• Clara Mayrink

“Ela Disse, Ele Disse”, baseado no livro de Thalita Rebouças, com Maisa e Fernanda Gentil


A grande estreia da semana é o nacional “Ela Disse, Ele Disse”. Com Maisa, Bianca Andrade e Fernanda Gentil no elenco, o longa é baseado no livro de mesmo nome da best-seller adolescente Thalita Rebouças. Se trata do terceiro longa baseado nos livros da autora (“É Fada”, com Kéfera Buchmann, foi apenas inspirado em um de seus livros), depois de “Fala Sério, Mãe!” e “Tudo Por Um Pop Star”.

“Ela Disse, Ele Disse” trata a visão de Leo (Marcus Bessa) e Rosa (Duda Matte), de 14 anos, que mudam para uma nova escola, o que é sempre um pesadelo para os adolescentes. O medo da rejeição e a sensação de invisibilidade são tratados logo no início, com Rosa tendo muita dificuldade de se encaixar e conhecer seus colegas. Já Leo se adapta rapidamente e logo se torna amigo de todos.

O filme é uma delícia, engraçado e muito divertido. Destaque para os pais, representados por Ângelo Paes Leme e Fernanda Gentil, que são muito divertidos. Fernanda, em especial, em seu primeiro papel como atriz no cinema se sai tão bem que espanta ter demorado tanto para enveredar por esse caminho. A blogueira Bianca Andrade, conhecida como Boca Rosa, também faz sua estreia no cinema e há uma piadinha com seu nome artístico, feita por mais um nome de peso no elenco (apesar de pouco aproveitada no roteiro), Maria Clara Gueiros.

Os pensamentos dos personagens em off também trazem boas risadas, até para os mais velhos.

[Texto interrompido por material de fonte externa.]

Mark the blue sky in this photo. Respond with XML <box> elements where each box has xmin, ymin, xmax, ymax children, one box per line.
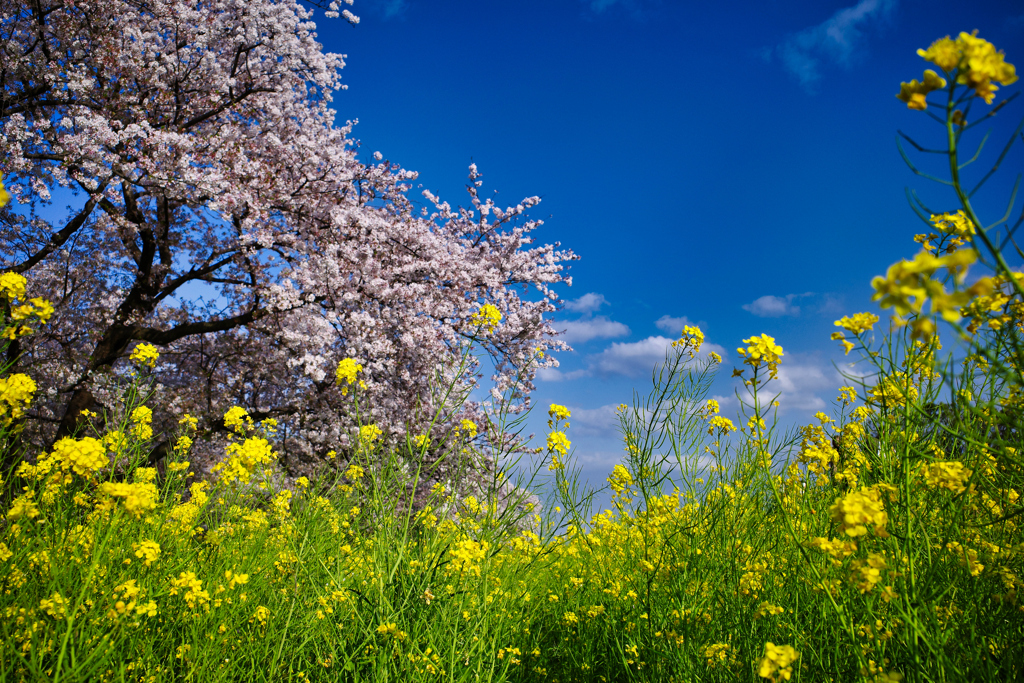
<box><xmin>316</xmin><ymin>0</ymin><xmax>1024</xmax><ymax>491</ymax></box>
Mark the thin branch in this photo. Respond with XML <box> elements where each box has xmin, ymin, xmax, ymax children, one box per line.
<box><xmin>956</xmin><ymin>128</ymin><xmax>992</xmax><ymax>168</ymax></box>
<box><xmin>896</xmin><ymin>137</ymin><xmax>953</xmax><ymax>186</ymax></box>
<box><xmin>984</xmin><ymin>173</ymin><xmax>1021</xmax><ymax>231</ymax></box>
<box><xmin>10</xmin><ymin>178</ymin><xmax>111</xmax><ymax>272</ymax></box>
<box><xmin>896</xmin><ymin>130</ymin><xmax>949</xmax><ymax>155</ymax></box>
<box><xmin>967</xmin><ymin>119</ymin><xmax>1024</xmax><ymax>199</ymax></box>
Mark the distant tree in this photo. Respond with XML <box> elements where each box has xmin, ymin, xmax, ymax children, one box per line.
<box><xmin>0</xmin><ymin>0</ymin><xmax>574</xmax><ymax>475</ymax></box>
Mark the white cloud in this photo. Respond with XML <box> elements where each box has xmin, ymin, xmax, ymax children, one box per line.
<box><xmin>654</xmin><ymin>315</ymin><xmax>693</xmax><ymax>337</ymax></box>
<box><xmin>742</xmin><ymin>292</ymin><xmax>811</xmax><ymax>317</ymax></box>
<box><xmin>565</xmin><ymin>292</ymin><xmax>608</xmax><ymax>313</ymax></box>
<box><xmin>592</xmin><ymin>335</ymin><xmax>673</xmax><ymax>377</ymax></box>
<box><xmin>554</xmin><ymin>315</ymin><xmax>630</xmax><ymax>344</ymax></box>
<box><xmin>773</xmin><ymin>0</ymin><xmax>898</xmax><ymax>90</ymax></box>
<box><xmin>589</xmin><ymin>335</ymin><xmax>725</xmax><ymax>377</ymax></box>
<box><xmin>537</xmin><ymin>368</ymin><xmax>590</xmax><ymax>382</ymax></box>
<box><xmin>569</xmin><ymin>403</ymin><xmax>618</xmax><ymax>438</ymax></box>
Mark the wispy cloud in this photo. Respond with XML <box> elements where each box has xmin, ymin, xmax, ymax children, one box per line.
<box><xmin>592</xmin><ymin>335</ymin><xmax>672</xmax><ymax>377</ymax></box>
<box><xmin>565</xmin><ymin>292</ymin><xmax>608</xmax><ymax>313</ymax></box>
<box><xmin>554</xmin><ymin>315</ymin><xmax>630</xmax><ymax>344</ymax></box>
<box><xmin>742</xmin><ymin>292</ymin><xmax>811</xmax><ymax>317</ymax></box>
<box><xmin>588</xmin><ymin>335</ymin><xmax>725</xmax><ymax>377</ymax></box>
<box><xmin>654</xmin><ymin>315</ymin><xmax>693</xmax><ymax>336</ymax></box>
<box><xmin>767</xmin><ymin>0</ymin><xmax>898</xmax><ymax>91</ymax></box>
<box><xmin>569</xmin><ymin>403</ymin><xmax>618</xmax><ymax>437</ymax></box>
<box><xmin>537</xmin><ymin>368</ymin><xmax>590</xmax><ymax>382</ymax></box>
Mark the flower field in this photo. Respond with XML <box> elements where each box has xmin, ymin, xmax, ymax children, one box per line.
<box><xmin>0</xmin><ymin>28</ymin><xmax>1024</xmax><ymax>683</ymax></box>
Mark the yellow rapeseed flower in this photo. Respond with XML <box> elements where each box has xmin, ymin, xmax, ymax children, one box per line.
<box><xmin>758</xmin><ymin>642</ymin><xmax>800</xmax><ymax>682</ymax></box>
<box><xmin>334</xmin><ymin>358</ymin><xmax>366</xmax><ymax>396</ymax></box>
<box><xmin>736</xmin><ymin>334</ymin><xmax>782</xmax><ymax>379</ymax></box>
<box><xmin>53</xmin><ymin>436</ymin><xmax>110</xmax><ymax>476</ymax></box>
<box><xmin>0</xmin><ymin>272</ymin><xmax>29</xmax><ymax>301</ymax></box>
<box><xmin>469</xmin><ymin>303</ymin><xmax>502</xmax><ymax>332</ymax></box>
<box><xmin>128</xmin><ymin>342</ymin><xmax>160</xmax><ymax>368</ymax></box>
<box><xmin>0</xmin><ymin>373</ymin><xmax>36</xmax><ymax>425</ymax></box>
<box><xmin>829</xmin><ymin>487</ymin><xmax>889</xmax><ymax>538</ymax></box>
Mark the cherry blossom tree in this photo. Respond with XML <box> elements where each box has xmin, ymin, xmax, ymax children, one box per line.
<box><xmin>0</xmin><ymin>0</ymin><xmax>575</xmax><ymax>479</ymax></box>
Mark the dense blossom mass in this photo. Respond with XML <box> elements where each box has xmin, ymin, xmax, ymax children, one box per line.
<box><xmin>0</xmin><ymin>0</ymin><xmax>574</xmax><ymax>467</ymax></box>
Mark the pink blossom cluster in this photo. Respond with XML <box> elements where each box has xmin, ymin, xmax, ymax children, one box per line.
<box><xmin>0</xmin><ymin>0</ymin><xmax>575</xmax><ymax>473</ymax></box>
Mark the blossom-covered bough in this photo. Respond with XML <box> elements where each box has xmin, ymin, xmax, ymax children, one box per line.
<box><xmin>0</xmin><ymin>0</ymin><xmax>574</xmax><ymax>469</ymax></box>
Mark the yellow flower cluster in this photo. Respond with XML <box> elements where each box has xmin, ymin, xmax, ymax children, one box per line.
<box><xmin>896</xmin><ymin>69</ymin><xmax>946</xmax><ymax>112</ymax></box>
<box><xmin>131</xmin><ymin>405</ymin><xmax>153</xmax><ymax>441</ymax></box>
<box><xmin>0</xmin><ymin>272</ymin><xmax>29</xmax><ymax>301</ymax></box>
<box><xmin>607</xmin><ymin>465</ymin><xmax>633</xmax><ymax>495</ymax></box>
<box><xmin>377</xmin><ymin>622</ymin><xmax>409</xmax><ymax>642</ymax></box>
<box><xmin>53</xmin><ymin>436</ymin><xmax>110</xmax><ymax>476</ymax></box>
<box><xmin>39</xmin><ymin>593</ymin><xmax>68</xmax><ymax>620</ymax></box>
<box><xmin>871</xmin><ymin>249</ymin><xmax>992</xmax><ymax>339</ymax></box>
<box><xmin>334</xmin><ymin>358</ymin><xmax>367</xmax><ymax>396</ymax></box>
<box><xmin>708</xmin><ymin>415</ymin><xmax>736</xmax><ymax>435</ymax></box>
<box><xmin>758</xmin><ymin>642</ymin><xmax>800</xmax><ymax>683</ymax></box>
<box><xmin>171</xmin><ymin>571</ymin><xmax>210</xmax><ymax>609</ymax></box>
<box><xmin>128</xmin><ymin>342</ymin><xmax>160</xmax><ymax>368</ymax></box>
<box><xmin>736</xmin><ymin>334</ymin><xmax>782</xmax><ymax>379</ymax></box>
<box><xmin>469</xmin><ymin>303</ymin><xmax>502</xmax><ymax>332</ymax></box>
<box><xmin>96</xmin><ymin>481</ymin><xmax>160</xmax><ymax>517</ymax></box>
<box><xmin>359</xmin><ymin>425</ymin><xmax>384</xmax><ymax>449</ymax></box>
<box><xmin>918</xmin><ymin>31</ymin><xmax>1017</xmax><ymax>104</ymax></box>
<box><xmin>224</xmin><ymin>405</ymin><xmax>253</xmax><ymax>434</ymax></box>
<box><xmin>132</xmin><ymin>541</ymin><xmax>160</xmax><ymax>566</ymax></box>
<box><xmin>961</xmin><ymin>272</ymin><xmax>1024</xmax><ymax>334</ymax></box>
<box><xmin>0</xmin><ymin>270</ymin><xmax>53</xmax><ymax>340</ymax></box>
<box><xmin>449</xmin><ymin>539</ymin><xmax>490</xmax><ymax>577</ymax></box>
<box><xmin>213</xmin><ymin>436</ymin><xmax>278</xmax><ymax>485</ymax></box>
<box><xmin>829</xmin><ymin>486</ymin><xmax>889</xmax><ymax>538</ymax></box>
<box><xmin>925</xmin><ymin>460</ymin><xmax>971</xmax><ymax>494</ymax></box>
<box><xmin>548</xmin><ymin>403</ymin><xmax>572</xmax><ymax>428</ymax></box>
<box><xmin>548</xmin><ymin>431</ymin><xmax>572</xmax><ymax>457</ymax></box>
<box><xmin>0</xmin><ymin>373</ymin><xmax>36</xmax><ymax>425</ymax></box>
<box><xmin>867</xmin><ymin>372</ymin><xmax>918</xmax><ymax>409</ymax></box>
<box><xmin>931</xmin><ymin>209</ymin><xmax>975</xmax><ymax>237</ymax></box>
<box><xmin>459</xmin><ymin>420</ymin><xmax>477</xmax><ymax>438</ymax></box>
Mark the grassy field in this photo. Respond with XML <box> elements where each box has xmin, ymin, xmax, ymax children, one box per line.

O longa tem poucos cenários e se passa majoritariamente na escola, o que traz à realidade do adolescente, já que é lá que ele passa grande parte do seu tempo muitas vezes. A trilha sonora fica a cargo de “Favela Chegou”, de Ludmilla com Anitta, que conversa com os jovens, e o beat fica perfeito na trama.

Um problema do longa acredito que seja forçar muito no estereótipo de Júlia, a personagem de Maisa, ser a mais linda e popular e também a mais burra, o clichê mais batido dos filmes adolescentes, que acredito não ter mais tanto espaço hoje, mas é fiel ao livro de Thalita, lançado em 2010. Outro problema ainda com este personagem é que, assim como Larissa Manoela em “Fala Sério, Mãe!”, ela força muito o sotaque carioca, enquanto as outras personagens falam normalmente com seus sotaques.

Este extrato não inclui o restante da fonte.